I'm not sure a device you own silently scanning your files at someone else's behest can really be counted as a privacy win. You have no idea what it's actually doing, or how this process could be subverted for criminal or political purposes.
The best for privacy would be E2EE where the backup software never even has access to the unencrypted data. In other words, the backup image(s) are created locally by auditable open-source (or at least source-available) software, encrypted and signed using a key or password known only to the device owner, and provided to the backup service as opaque blob(s). The backup service never has access to the raw data and is incapable of accessing or tampering with the content of the backup. Untrusted services would be restricted to have access to either plaintext data or the network—never both. Any network application wanting access to local photos, e.g. for sharing, would need to go through a privileged photo-choosing interface and would only be granted access to the selected photo(s). Even this has some concerns since the local photo software could embed information into unrelated photos to exfiltrate data to the network when those photos are shared, but you could at least compartmentalize the data to limit the potential for cross-contamination.
Or, you know, just use a fully open device and open source software in the first place so you're not playing silly adversarial games with a device you rely on for everything.
Are you using open source hardware? And then how are you auditing the supply chain to ensure the hardware you're receiving matches the open sourced design?
It's still a good ideal to enforce compartmentalization and privilege separation, of course.

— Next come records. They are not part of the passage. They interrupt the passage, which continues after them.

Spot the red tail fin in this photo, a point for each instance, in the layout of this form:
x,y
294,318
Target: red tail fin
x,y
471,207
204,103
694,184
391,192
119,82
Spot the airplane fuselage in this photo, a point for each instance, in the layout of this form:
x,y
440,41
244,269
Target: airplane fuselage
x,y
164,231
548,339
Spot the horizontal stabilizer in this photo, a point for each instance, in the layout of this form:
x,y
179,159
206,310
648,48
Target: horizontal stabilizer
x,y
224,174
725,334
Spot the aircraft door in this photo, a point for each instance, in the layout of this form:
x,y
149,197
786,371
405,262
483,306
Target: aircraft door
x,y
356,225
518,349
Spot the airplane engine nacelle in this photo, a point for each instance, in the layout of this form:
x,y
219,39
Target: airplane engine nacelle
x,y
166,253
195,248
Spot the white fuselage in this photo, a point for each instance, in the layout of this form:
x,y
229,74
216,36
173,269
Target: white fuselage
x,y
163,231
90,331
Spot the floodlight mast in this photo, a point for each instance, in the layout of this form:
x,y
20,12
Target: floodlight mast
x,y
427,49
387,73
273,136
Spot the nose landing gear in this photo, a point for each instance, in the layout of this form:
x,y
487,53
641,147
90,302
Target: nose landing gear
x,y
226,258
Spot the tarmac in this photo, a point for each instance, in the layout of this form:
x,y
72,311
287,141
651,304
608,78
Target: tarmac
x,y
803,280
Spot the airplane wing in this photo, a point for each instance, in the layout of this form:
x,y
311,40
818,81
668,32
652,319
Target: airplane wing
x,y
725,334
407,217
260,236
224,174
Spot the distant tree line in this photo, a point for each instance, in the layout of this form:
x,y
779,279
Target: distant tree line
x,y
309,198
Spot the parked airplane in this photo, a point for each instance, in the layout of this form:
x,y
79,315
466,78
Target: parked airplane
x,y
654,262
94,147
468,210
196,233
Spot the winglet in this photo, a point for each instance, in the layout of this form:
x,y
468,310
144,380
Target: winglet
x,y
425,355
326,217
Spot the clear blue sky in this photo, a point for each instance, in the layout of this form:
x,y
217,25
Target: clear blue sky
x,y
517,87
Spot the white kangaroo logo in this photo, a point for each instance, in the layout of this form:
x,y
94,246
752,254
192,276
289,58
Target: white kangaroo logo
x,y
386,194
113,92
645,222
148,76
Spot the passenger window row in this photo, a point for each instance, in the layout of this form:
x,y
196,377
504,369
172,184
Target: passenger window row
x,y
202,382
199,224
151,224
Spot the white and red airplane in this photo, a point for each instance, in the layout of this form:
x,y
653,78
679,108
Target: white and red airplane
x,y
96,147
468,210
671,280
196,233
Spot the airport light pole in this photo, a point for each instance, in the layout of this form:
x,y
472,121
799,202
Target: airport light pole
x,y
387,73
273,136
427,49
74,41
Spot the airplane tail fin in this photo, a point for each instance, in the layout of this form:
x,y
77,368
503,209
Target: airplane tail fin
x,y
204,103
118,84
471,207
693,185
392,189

That last sentence was aimed at knowingly running untrusted proprietary software and relying on compartmentalization alone—I didn't mean to imply that one should forego proper security architecture just because the hardware and software are a bit more open.

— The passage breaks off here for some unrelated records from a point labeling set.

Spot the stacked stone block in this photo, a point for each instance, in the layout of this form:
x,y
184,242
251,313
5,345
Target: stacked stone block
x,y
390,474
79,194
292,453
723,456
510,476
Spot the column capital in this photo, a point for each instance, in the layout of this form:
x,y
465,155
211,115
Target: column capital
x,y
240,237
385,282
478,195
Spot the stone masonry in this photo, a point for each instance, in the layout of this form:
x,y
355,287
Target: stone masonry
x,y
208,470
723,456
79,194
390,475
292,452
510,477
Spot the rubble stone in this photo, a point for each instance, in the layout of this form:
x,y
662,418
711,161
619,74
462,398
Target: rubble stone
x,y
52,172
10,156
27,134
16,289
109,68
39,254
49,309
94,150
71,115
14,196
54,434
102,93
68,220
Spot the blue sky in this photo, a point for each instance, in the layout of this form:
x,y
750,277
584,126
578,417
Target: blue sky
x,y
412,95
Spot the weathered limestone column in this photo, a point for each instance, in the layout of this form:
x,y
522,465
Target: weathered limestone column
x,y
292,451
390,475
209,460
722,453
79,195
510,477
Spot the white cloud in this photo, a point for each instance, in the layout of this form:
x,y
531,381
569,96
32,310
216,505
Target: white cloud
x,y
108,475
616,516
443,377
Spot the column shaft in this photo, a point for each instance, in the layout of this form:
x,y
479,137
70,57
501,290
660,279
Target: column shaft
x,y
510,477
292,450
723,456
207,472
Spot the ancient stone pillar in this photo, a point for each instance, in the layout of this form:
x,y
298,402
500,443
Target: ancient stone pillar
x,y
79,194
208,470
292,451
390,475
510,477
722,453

This problem is especially prominent in the topic of privacy, which has been made to have a waft of wrongdoing associated with it ("nothing to hide").
Most of this outrage is about situations people are imagining, situations which often have only the most tenuous of relationships with the actual reality of what is happening.
And when it comes to Apple especially, most of the discourse tend to go deep, deep into the latter.
"You take a crap with the door closed, not because I don't know what you're doing in there, but because you don't want to share the experience with me."
That pretty much sums up everything you need to know about privacy. You don't have to hide anything in order for it to be important.
Their system is vulnerable in all the ways they claim.
However Apple’s system is not the same and does contain mitigations.
> Apple’s muted response about possible misuse is especially puzzling because it’s a high-profile flip-flop.
This is a dishonest statement. Apple has not been muted about the concerns these researchers are presenting.
They address them here: https://www.apple.com/child-safety/pdf/Security_Threat_Model...
There is nothing in this piece that relates to Apple’s actual technology.
These researchers obviously have the background to review what Apple has said and identify flaws, but they have not done so here.
I think just paying more taxes would be the safest interface between big tech and governments. The problem seems to me that we are loosing trust in our law enforcement and cannot find appropriate ways to empower them without involving big tech, that has no problem with cooperating with foreign law enforcement agencies. The whole situation is so awkward: Apple needs to protect us from law enforcement that they want to support. Something fundamental seems broken and research should actively look for solutions here.